Маранчех писала мне кратко и сдержанно, словно что-то подозревала, но главное я узнал — что после завершения обучения она должна вернуться в Варрмджо, где старейшины и отец решат её судьбу, и она не ведает, какой та будет, ведь она первая женщина их семьи, удостоившаяся подобной чести. Да и для пересчета мужчин, обучавшихся в университетах, хватило бы и трех пальцев; уже в который раз сетовала на погоду и слишком долгую зиму в Айшэне, а ведь это был относительно тёплый город. Вопрос о жизни среди моего народа и вовсе, с её слов, озадачил её, и она написала, что уже ко многому привыкла, но всё равно ощущает себя чужой, и могла бы жить среди шанрэней с их странными привычками и ритуалами, но только ради высокой цели. Под конец, хоть я и надеялся, что этого не случится, она спросила, зачем я спрашиваю её обо всём этом. Кабы я просто сослался на любопытство, она б мне всё равно не поверила. Посему я со вздохом свернул её письмо, припрятал и вскоре лёг спать. Мне необходимо было хорошенько обдумать ответ.
–
«Почему ты непременно хочешь взобраться на самую крутую вершину, вместо того, чтоб отыскать надежный перевал и пройти им?» — услышал я и подумал, что ранее никогда не слышал такого чэнъюя[5], прежде чем открыл глаза.
Горел светильник, хотя я был убежден в том, что погасил его перед сном. В остальном же комната моя выглядела, как и обыкновенно, за исключением того, что в изножье кровати сидела красивая девушка в сине-голубом жуцуне. Я хотел было немедленно вскочить, но она рассмеялась и велела мне не утруждаться, и тогда я узнал в ней Юньсюэ. Невзирая на её слова, я сел и сонными глазами уставился на неё, отметив и причудливый узор из льдинок, снежинок и сосулек в сочетании с мэйхуа на её одеянии, и то, что на этот раз волосы её были собраны и скреплены тем самым серебряным гребнем, что я прислал ей.
«Нравится?» — игриво осведомилась она, но я перевел взор на её блестящие глаза и сухо спросил:
— Ты так долго не являлась. Чего ж теперь ты хочешь от меня?
— Неужто ты успел по мне истосковаться, мой дорогой Байфэн? — притворно удивилась и смутилась хули-цзин.
— Я б и дальше тебя не видел.

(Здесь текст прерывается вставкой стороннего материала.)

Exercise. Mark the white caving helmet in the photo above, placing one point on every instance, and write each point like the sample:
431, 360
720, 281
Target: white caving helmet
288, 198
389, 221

Особливо после твоих посланий. Какую запруду ты теперь решила возвести? Зачем послала свои волосы?
Юньсюэ посмеялась и ответила:
— Ты сердишься на меня за то, что твой учитель увидал их, а потом рассказал о том твоему начальнику, и оба они узнали, какой ты повеса?
— Нет, — помедлив, проговорил я. — Хотя то и впрямь мне было неприятно. Но скажи мне, чего дурного я тебе сделал, что ты терзаешь меня и плетешь против меня интриги?
— Я желаю тебе только добра, — произнесла Юньсюэ с тускнеющей улыбкой и уже совсем серьёзно добавила: — Даже больше, чем себе самой. А ты не желаешь мне помочь и ещё в том меня упрекаешь.
Все мои мысли и заготовленные ответы вмиг стали ничтожны, и я лишь молчаливо смотрел ей в лицо, покуда она так же безмолвно заглядывала мне в глаза. Наконец, я повторил:
— Зачем ты пришла ко мне?
— На то несколько причин. Ты не ответил ни на одно из моих посланий.
— Ты прислала их всего два, — с горечью напомнил я, невольно гадая, заговорил бы со мной на неудобную тему учитель иль нет, не будь в моей комнате того свитка со стихами, что она прислала мне вскоре после Праздника Фонарей. — И я не знал, что тебе ответить. К тому ж неужто ты думаешь, что так легко отыскать посланца?
— Мне являться к тебе тоже непросто. К тому ж находишь же ты гонцов для путешествий в Ланьшаньбин.
— И ты знаешь, почему, — после обмена взглядами, полными укоров, отозвался я.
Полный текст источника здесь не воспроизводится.